A first Python cell: Here is the first cell of Python-code:

x = "Hello, "
y = "world!"
print(x+y)
Hello, world!

If you are working within the Jupyter notebook (and not just in the html-file), you can execute this piece of code: Press the play button on the left (or hit Control + Enter within the Python-cell).

0.3 Using AI (ChatGPT, Gemini etc, Copilot, Claude, etc)

During the last years, AI has increasingly improved in code writing. You are encouraged to use this new technology! As usual when learning new things, this new tool can help a lot, and will be able to solve the exercises within the Jupyter notebooks. However, you still have to undestand the code, and what might go wrong during execution. As a first course in Python, you will end up having up to a few hundred lines of code, which has to be coherent. You must know the structure of that code, and in order to extend it, fix bugs etc. If you are ever involved in bigger projects, this is even more important.

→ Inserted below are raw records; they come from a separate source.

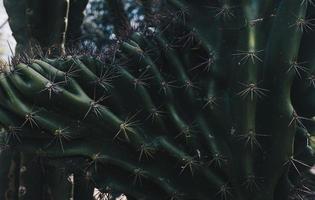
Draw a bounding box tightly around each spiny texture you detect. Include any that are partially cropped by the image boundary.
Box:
[0,0,315,200]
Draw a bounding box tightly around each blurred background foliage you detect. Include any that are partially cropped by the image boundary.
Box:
[82,0,144,48]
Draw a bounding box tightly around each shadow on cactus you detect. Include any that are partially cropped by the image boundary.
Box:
[0,0,315,200]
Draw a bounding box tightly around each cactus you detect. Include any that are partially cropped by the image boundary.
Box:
[0,0,315,200]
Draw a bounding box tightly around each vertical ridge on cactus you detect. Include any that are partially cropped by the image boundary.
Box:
[0,0,315,200]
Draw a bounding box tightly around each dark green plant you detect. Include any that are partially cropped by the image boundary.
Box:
[4,0,88,54]
[0,0,315,200]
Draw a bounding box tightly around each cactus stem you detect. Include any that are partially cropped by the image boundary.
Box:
[232,49,264,65]
[237,82,269,101]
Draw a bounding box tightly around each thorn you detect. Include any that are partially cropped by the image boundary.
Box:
[159,81,178,95]
[232,49,264,65]
[146,106,166,123]
[286,61,307,78]
[301,0,315,6]
[242,175,262,192]
[47,127,72,153]
[5,126,22,144]
[83,95,110,120]
[21,111,39,128]
[64,63,81,83]
[190,52,217,72]
[288,110,311,130]
[307,74,315,88]
[113,111,140,142]
[132,168,146,186]
[39,74,65,99]
[208,153,227,168]
[180,157,200,176]
[289,17,315,33]
[216,183,232,200]
[206,4,235,21]
[133,67,153,89]
[202,95,218,109]
[283,156,311,176]
[238,129,270,150]
[85,152,105,171]
[93,67,120,92]
[138,144,156,161]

For these course notes, I have also used AI (ChatGPT, Gemini, Claude Opus) in order to ask the AI which topics I should cover, and make concrete suggestions for a workflow. (While I have been programming in Python for some years now, my experience with numpy and matplotlib was still limited when I started to write the course, since I have used R for such topics in the past.) Not all suggestions from the AI were great. However, I think that the end result for this course is much better than without the help of AI. I hope this also helps the learning experience. In particular, earlier versions of several chapters (generated with ChatGPT) served as a source of material: its content on numpy, pandas, and scipy.stats was integrated into Chapters 06, 07, 08, and 09 with the help of Claude Code. A detailed log of all AI-assisted edits (including the prompts used) is available in CLAUDE.md.